Der Aussenminister und Brexit-Befürworter Boris Johnson twitterte: "Glückwunsch an die Premierministerin für ihre Entschlossenheit beim Erreichen des heutigen Abkommens." Das Land werde nun auf eine "tiefe und besondere" Partnerschaft mit der EU hinarbeiten, gleichzeitig aber "die Kontrolle über Gesetze, Geld und Grenzen zurückholen". Umweltminister Michael Gove, ebenfalls ein überzeugter Brexit-Anhänger, jubelte: "Theresa May hat gewonnen."

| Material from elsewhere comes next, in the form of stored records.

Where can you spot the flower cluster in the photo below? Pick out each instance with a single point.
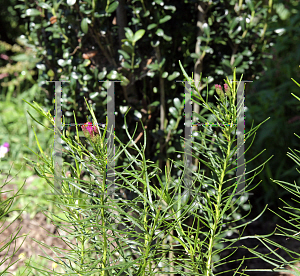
(4, 149)
(90, 131)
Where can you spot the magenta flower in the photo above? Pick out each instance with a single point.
(4, 149)
(227, 90)
(90, 131)
(219, 90)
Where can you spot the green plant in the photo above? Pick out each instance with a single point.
(5, 208)
(117, 235)
(277, 261)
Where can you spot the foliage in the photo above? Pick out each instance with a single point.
(139, 43)
(268, 97)
(277, 261)
(117, 235)
(5, 208)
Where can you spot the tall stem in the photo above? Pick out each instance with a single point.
(217, 212)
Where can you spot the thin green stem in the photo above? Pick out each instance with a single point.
(217, 213)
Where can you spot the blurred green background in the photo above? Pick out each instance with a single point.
(88, 41)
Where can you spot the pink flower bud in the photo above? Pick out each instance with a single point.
(90, 131)
(219, 90)
(227, 90)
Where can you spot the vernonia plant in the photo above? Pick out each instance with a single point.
(116, 235)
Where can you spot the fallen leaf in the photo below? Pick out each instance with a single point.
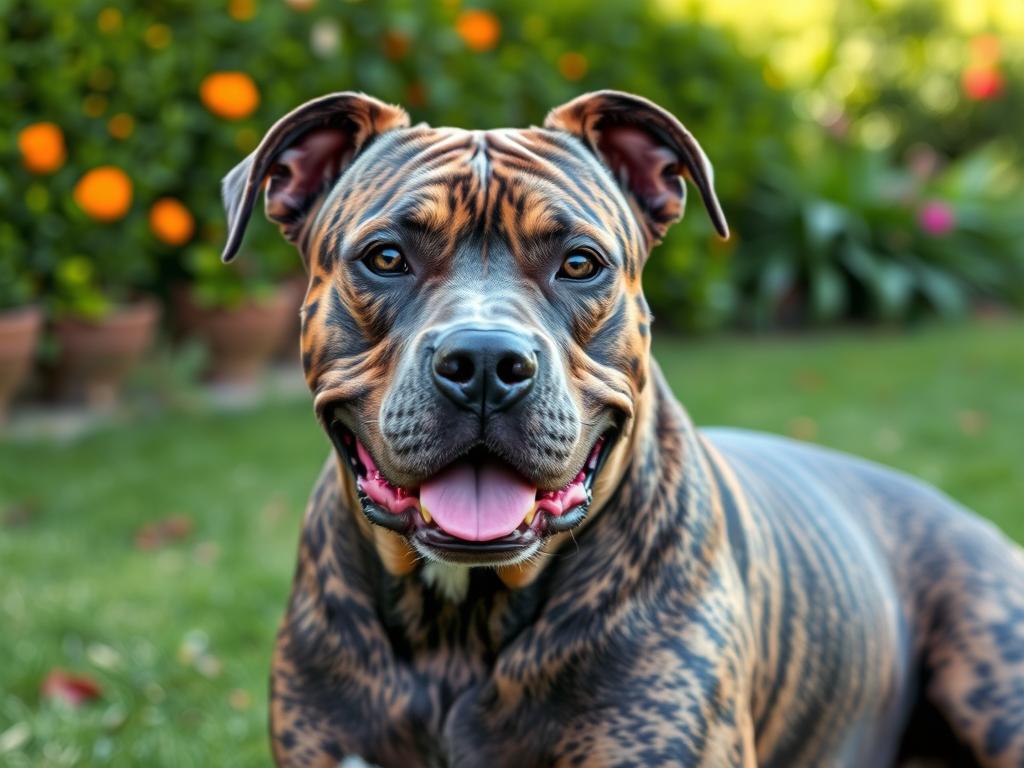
(156, 535)
(75, 690)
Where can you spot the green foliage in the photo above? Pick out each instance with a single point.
(843, 232)
(800, 226)
(15, 282)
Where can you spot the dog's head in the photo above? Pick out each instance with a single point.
(475, 333)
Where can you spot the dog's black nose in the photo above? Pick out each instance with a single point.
(484, 370)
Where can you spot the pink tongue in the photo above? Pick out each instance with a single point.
(477, 503)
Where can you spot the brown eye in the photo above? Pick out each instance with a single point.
(580, 264)
(386, 260)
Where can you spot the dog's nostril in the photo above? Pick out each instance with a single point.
(515, 369)
(457, 368)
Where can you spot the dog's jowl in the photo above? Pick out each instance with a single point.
(521, 552)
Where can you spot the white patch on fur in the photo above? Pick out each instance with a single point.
(449, 580)
(354, 761)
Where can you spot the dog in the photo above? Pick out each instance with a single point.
(520, 551)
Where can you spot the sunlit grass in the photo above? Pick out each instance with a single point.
(180, 636)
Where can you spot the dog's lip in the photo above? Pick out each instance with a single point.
(422, 530)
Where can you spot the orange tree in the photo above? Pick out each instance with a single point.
(125, 118)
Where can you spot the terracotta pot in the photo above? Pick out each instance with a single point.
(18, 335)
(241, 341)
(95, 356)
(289, 349)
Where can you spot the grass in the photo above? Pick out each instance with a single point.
(179, 636)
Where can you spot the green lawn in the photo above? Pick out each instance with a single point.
(179, 636)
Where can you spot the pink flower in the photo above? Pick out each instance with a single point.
(936, 218)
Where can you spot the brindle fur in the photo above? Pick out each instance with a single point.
(734, 600)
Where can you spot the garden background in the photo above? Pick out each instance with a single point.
(867, 157)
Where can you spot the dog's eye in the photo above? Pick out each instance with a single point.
(386, 260)
(580, 264)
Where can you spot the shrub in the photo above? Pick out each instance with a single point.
(112, 187)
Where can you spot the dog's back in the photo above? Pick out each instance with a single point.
(849, 562)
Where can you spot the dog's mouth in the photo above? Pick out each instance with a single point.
(477, 509)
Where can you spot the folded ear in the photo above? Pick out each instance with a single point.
(303, 155)
(647, 150)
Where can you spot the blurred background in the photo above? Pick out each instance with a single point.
(158, 443)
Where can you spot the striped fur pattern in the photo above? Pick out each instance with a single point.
(734, 599)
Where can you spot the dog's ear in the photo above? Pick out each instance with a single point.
(647, 151)
(303, 155)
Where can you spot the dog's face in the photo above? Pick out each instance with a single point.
(474, 333)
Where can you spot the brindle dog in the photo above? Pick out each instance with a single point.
(522, 552)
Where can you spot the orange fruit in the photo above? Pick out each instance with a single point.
(171, 221)
(42, 147)
(480, 30)
(231, 95)
(104, 193)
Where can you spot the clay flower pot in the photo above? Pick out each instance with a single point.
(241, 340)
(18, 335)
(96, 355)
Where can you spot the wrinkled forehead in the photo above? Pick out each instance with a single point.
(517, 185)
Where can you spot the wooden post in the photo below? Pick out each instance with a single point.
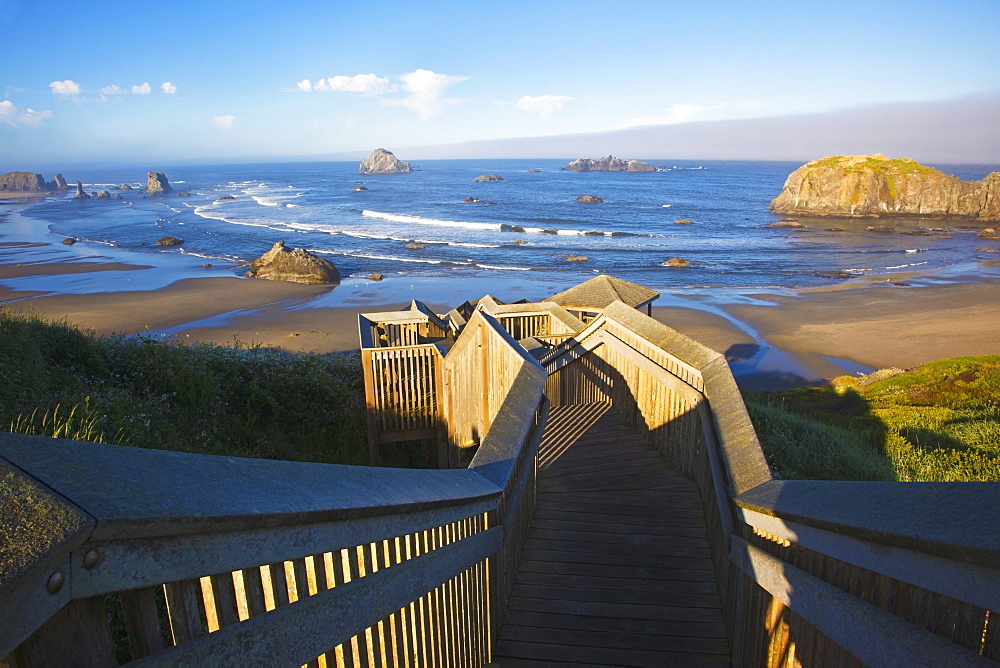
(373, 436)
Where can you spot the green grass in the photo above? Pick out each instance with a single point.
(234, 400)
(938, 422)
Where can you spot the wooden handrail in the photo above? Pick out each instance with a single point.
(826, 559)
(410, 565)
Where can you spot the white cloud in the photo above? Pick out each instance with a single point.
(67, 87)
(366, 84)
(7, 111)
(426, 92)
(223, 122)
(543, 105)
(11, 115)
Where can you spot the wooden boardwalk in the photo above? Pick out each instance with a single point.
(616, 570)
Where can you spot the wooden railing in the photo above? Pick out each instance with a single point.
(810, 573)
(403, 395)
(227, 561)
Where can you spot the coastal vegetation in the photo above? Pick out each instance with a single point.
(237, 400)
(937, 422)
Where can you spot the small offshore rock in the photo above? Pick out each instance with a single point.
(296, 265)
(382, 161)
(157, 184)
(608, 163)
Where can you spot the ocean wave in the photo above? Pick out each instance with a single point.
(499, 268)
(220, 258)
(419, 220)
(393, 258)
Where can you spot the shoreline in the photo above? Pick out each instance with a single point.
(774, 338)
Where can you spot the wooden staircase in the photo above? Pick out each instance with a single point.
(616, 569)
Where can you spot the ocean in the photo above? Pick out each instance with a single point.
(528, 227)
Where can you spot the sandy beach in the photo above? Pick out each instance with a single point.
(773, 338)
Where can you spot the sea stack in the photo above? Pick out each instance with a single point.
(873, 185)
(157, 184)
(296, 265)
(383, 162)
(24, 182)
(608, 163)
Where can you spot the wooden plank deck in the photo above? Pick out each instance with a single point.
(616, 569)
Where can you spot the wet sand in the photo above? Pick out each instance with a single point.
(773, 339)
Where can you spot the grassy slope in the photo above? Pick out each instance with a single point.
(938, 422)
(241, 401)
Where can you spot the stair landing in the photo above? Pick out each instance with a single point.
(616, 569)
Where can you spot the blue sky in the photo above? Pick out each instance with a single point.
(105, 82)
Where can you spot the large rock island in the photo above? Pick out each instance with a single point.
(873, 185)
(297, 265)
(157, 184)
(383, 162)
(608, 163)
(26, 182)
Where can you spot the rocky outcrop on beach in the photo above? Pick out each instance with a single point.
(157, 184)
(873, 185)
(383, 162)
(608, 163)
(293, 264)
(23, 182)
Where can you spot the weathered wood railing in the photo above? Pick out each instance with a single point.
(226, 561)
(538, 320)
(810, 573)
(403, 395)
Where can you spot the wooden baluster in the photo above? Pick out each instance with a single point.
(142, 621)
(186, 616)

Umstritten war bei den Verhandlungen bis zuletzt vor allem die Frage, wie Kontrollen an der Grenze zwischen dem britischen Nordirland und dem EU-Mitglied Irland verhindert werden können. Noch am Montag war eine Einigung am Widerstand der nordirischen DUP (Democratic Unionist Party) gescheitert, auf deren Stimmen May im Parlament angewiesen ist. Die Partei will verhindern, dass Nordirland einen Sonderstatus innerhalb des EU-Binnenmarkts und der Zollunion erhält.

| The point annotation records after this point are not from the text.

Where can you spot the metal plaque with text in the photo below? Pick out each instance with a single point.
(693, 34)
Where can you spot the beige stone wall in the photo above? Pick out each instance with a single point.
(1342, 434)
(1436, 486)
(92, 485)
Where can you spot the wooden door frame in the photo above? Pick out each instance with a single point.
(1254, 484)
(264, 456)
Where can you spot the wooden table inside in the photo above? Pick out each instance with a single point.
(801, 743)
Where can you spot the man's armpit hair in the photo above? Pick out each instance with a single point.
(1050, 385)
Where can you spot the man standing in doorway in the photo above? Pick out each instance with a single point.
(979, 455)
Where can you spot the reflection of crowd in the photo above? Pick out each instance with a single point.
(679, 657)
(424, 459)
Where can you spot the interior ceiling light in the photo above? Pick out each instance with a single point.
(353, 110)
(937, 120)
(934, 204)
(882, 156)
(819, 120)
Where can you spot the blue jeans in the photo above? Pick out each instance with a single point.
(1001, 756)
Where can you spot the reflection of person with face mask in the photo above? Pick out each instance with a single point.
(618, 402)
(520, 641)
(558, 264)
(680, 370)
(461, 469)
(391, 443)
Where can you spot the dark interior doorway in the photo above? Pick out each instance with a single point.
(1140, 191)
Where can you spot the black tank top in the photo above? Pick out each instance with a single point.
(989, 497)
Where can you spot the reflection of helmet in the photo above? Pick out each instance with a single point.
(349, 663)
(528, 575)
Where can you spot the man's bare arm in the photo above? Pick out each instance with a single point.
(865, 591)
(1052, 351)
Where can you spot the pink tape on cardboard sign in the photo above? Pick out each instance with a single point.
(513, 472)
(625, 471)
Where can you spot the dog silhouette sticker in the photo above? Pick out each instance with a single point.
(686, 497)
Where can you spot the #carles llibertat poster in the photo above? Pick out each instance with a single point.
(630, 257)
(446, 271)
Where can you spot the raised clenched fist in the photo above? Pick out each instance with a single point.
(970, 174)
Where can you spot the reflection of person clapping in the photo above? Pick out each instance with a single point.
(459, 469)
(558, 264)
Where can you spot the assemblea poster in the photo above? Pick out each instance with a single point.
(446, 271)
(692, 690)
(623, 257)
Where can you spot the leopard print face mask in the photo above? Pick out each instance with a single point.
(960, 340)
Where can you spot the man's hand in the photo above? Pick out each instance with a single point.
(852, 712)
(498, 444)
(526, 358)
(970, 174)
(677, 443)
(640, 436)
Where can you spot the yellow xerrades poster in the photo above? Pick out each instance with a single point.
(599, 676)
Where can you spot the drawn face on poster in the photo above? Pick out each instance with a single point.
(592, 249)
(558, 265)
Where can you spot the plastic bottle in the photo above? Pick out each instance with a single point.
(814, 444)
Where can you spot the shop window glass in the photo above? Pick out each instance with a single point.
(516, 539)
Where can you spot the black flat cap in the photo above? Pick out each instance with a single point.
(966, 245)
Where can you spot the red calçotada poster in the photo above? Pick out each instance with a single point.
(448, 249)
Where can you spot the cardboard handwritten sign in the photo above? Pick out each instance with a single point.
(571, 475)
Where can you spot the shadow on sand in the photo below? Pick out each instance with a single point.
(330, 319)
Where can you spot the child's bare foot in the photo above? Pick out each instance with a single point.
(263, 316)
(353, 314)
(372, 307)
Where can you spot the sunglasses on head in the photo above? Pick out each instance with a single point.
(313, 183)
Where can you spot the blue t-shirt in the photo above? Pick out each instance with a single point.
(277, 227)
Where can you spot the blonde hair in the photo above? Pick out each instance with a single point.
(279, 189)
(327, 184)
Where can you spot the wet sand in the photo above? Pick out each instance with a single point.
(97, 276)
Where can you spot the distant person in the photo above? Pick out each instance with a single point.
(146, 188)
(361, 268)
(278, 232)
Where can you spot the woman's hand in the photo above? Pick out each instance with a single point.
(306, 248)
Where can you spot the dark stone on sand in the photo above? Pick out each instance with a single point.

In einer Kompromissformel einigte man sich nun darauf, dass so lange alles beim Alten bleiben soll, bis eine Lösung für die Grenze gefunden ist, der alle Seiten zustimmen können.

DUP-Chefin Arlene Foster machte Andeutungen, dass bei ihrer Partei noch grosse Skepsis herrscht. "Uns ist die Zeit ausgegangen" sagte Foster dem Nachrichtensender Sky News. May habe die Entscheidung allein getroffen, den Kompromisstext mit der EU zu akzeptieren. Die Premierministerin habe ihr aber eine klare Bestätigung gegeben, dass ganz Grossbritannien die EU, den europäischen Binnenmarkt und die Zollunion verlassen werde, sagte Foster.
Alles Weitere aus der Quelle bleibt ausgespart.